How LinkedIn became the ad industry’s favorite tool for self promotion
by Tanya Dua on June 15, 2017
The rise of social media has thrust personal branding into the mainstream. And while many celebrities have been born on consumer platforms like Instagram or YouTube, and others, like, say, President Trump, thrive on Twitter, in the advertising business, the place to shout “I’m a thought leader” is LinkedIn.
Once a place to professionally network, LinkedIn has evolved into a vehicle for marketing execs to weigh in on the hottest industry topics du jour in blog posts, self-promote and even dish out advice on entrepreneurship in their status updates.
“LinkedIn has become far more cluttered with these marketing gurus recently than it used to be,” said Eric Schiffer, CEO of reputation management firm Reputation Management Consultants. “The presupposition is that it makes you appear more credible in business.”
The gold rush for personal fame on LinkedIn can, in part, be attributed to LinkedIn’s own evolution as a platform. A key feature of this is its influencer program, an official invite-only program comprised of around 500 of the world’s top business leaders who regularly share news and insights on the platform. The program has helped propel advertising heavyweights like VaynerX and VaynerMedia CEO Gary Vaynerchuk and Y&R CEO David Sable to even greater heights, giving them access to wider audiences and a chance to further their influence beyond advertising.
“One of the reasons I like LinkedIn is because it is a broader audience, I’m interested in business in general, not necessarily just advertising,” Sable told Business Insider. “I’m always learning from people’s responses–it’s interesting to read comments and see what people respond to.”
Executives from the advertising industry make up less than 5% of executives in the influencer program.

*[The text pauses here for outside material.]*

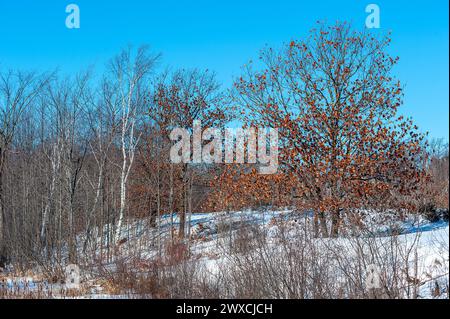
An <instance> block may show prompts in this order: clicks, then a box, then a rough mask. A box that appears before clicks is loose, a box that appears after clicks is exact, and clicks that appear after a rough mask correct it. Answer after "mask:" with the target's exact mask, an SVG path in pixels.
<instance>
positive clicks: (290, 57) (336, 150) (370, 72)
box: [235, 23, 423, 236]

Still, that success, combined with the self-aggrandizing nature of social media, means that now seemingly everyone in the industry can–and aspires to build–his or her personal brand on LinkedIn, said Tom Goodwin, head of innovation at Zenith.
“We are an industry that relies on reputation, where it is important to be known,” Goodwin, who is a LinkedIn influencer himself, said. “I have had people from the industry starting to regularly ask me to like or comment on what they share and ask me what my secret sauce is. They roll their eyes when I tell them to talk about what they actually are passionate about.”
‘Ridiculous and pathetic epithets’
Take, for example, Adam Kleinberg. The CEO at agency Traction is unabashed in his use of LinkedIn as a personal branding tool. He shares posts and thoughts on LinkedIn at least twice a month and said that it has been extremely valuable for building business connections.
“There is generally a high degree of engagement, and I keep a close eye on who is liking or commenting on my LinkedIn posts,” he said. “I’m constantly hearing from people that they ‘see Traction everywhere in the news,’ but the place they see us everywhere is LinkedIn.”
The influx of advertising execs keen to boost their personal brands has turned some, including Sean Cummins, global CEO of Cummins & Partners, off from the platform. Cummins, who hasn’t hesitated to call people (including Vaynerchuk and Ogilvy & Mather copy chief George Tannenbaum) out in what many may term as trolling, said that LinkedIn had become full of “ridiculous and pathetic epithets.”
“You could fill up a whole room with all the ridiculous stuff that hits my LinkedIn,” he said. “It’s just a lot of self-aggrandizement and innutritious wisdom.”
Not everyone, however, buys into the argument that LinkedIn has become a personal branding tool and a way for the ad industry to puff each other up. Certainly not Vaynerchuk himself.
“I think that’s silly. LinkedIn is a massive recruitment and data tool, and content is a nice to have and far from its core,” he said. “People will always be cynical to other people’s quest to disseminate content and that’s that.”